Comment One word...Romans. (Score 1) 350

As a western European when I hear the terms "master" and "slave" I don't think in terms of American history, I think of the Romans.

In Europe our history extends tens of thousands of years in the past, most children in Europe will start learning history from our cave dwelling ancestors, through Egyptian, Greek, Roman, Viking and finally the Middle Ages. Most of what Europeans learn about history and slavery comes from the Egyptians, Greeks, Romans and Vikings, all of whom captured, brutalised and traded in slaves.

One fact that unites these peoples in the early part of our history is that they didn't care whether you were black, white or Asian, if you were in the wrong place at the wrong time, too bad you're going on a long journey and your life is effectively over, you are and foerver will be a slave. The Vikings would raid monestaries in the North of England regularly to capture monks and ship them all the way to modern Turkey to be sold as slaves, monks were able to read and very valuable as slaves. The Romans and Greeks would capture anyone they liked who would not conform to the empire's rules.

So when I hear the words "master" and "slave" I think Roman and Viking raiding parties, capturing innocent men, women and children of any culture, creed, skin colour or religion, even those who were supposed to be protected by law.

I'd also bring to your attention the world of BDSM, which in recent years has moved to the softer terms of "top" and "bottom", or "dom" and "sub", however some still prefer the more possesive terms of "master" and "slave" in order to induce a more potent state of mind within the relationship. Soft terms like "dom" or "top" may not induce the same feelings, so referring to "master" or "mistress" make both parties feel stronger in the roles they've chosen.
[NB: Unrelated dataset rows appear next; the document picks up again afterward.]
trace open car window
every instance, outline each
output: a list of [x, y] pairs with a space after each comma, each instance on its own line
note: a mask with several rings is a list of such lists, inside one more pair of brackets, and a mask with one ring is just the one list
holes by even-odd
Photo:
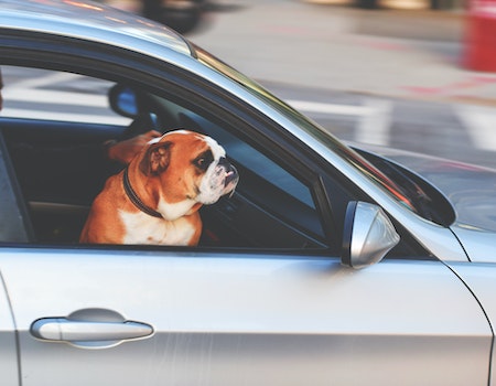
[[21, 67], [6, 67], [3, 76], [1, 130], [34, 229], [33, 243], [77, 245], [94, 197], [106, 179], [123, 168], [105, 160], [106, 141], [130, 130], [185, 128], [219, 142], [240, 174], [233, 196], [201, 210], [201, 246], [328, 247], [309, 181], [274, 161], [261, 144], [242, 140], [230, 130], [235, 122], [220, 122], [143, 90], [144, 110], [131, 118], [119, 115], [108, 99], [115, 83], [93, 77]]

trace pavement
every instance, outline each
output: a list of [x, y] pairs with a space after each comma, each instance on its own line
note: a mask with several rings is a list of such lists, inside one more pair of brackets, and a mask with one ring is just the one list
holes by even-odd
[[466, 61], [467, 14], [346, 0], [216, 0], [187, 37], [260, 83], [496, 108]]

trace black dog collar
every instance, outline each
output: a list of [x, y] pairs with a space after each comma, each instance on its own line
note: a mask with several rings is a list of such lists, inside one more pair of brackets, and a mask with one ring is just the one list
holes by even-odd
[[131, 186], [131, 183], [129, 182], [128, 168], [126, 168], [123, 171], [122, 183], [126, 194], [128, 195], [129, 200], [131, 200], [131, 202], [136, 205], [136, 207], [138, 207], [141, 212], [152, 217], [162, 217], [162, 215], [159, 212], [143, 204], [140, 197], [138, 197], [138, 194], [136, 194], [134, 190]]

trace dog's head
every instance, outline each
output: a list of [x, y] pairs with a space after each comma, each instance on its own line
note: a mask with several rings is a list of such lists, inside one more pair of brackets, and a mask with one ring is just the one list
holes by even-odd
[[150, 141], [140, 159], [140, 171], [155, 181], [158, 199], [169, 204], [186, 200], [213, 204], [234, 192], [239, 180], [224, 148], [193, 131], [170, 131]]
"master" and "slave" are strong words, they have nothing but negative conntations but I'm getting sick and tired of objective words like this being erased from history simply because they're negative. You cannot remove all negativity from language simply because you feel personally offended by it in terms you have defined. Languages are rich and vibrant becuase of positive and negative words, they bring a language alive. While those term will be abused and they will be used to offend, simply turning your back on negative words and hiding them will result in a dull lifeless and generic language that cannot describe the world we live in.

Slavery continues to this day, we need the words "master" and "slave". Sexual and domestic slavery occurs still right around the world, it's happening right now most likely in the city you live in and you won't even see. We need those words until slavery is abolished and gone forever in any form be it people, animals or simple devices. I'll let you take those words when we no longer need them, but they describe important concepts of a foced relationship and they're still need to drive home the oppresive nature of that relationship.

Comment Manufacturers just make it too easy. (Score 3, Interesting) 36

The problem is that so many people are just buying tech, plugging into their routers as the instructions tell them. The basic setup usually asks for a change of password to the admin account and that's all the guidance people ever get. It doesn't tell to patch regularly, it's doesn't tell or even order them to cycle passwords, let alone any mention of 2FA through a phone app. Nothing.

Get a copy of nmap and just scan the local subnet "outside your frontdoor" and within 60 seconds you'll find way too many devices just plugged in with default settings ripe for the picking.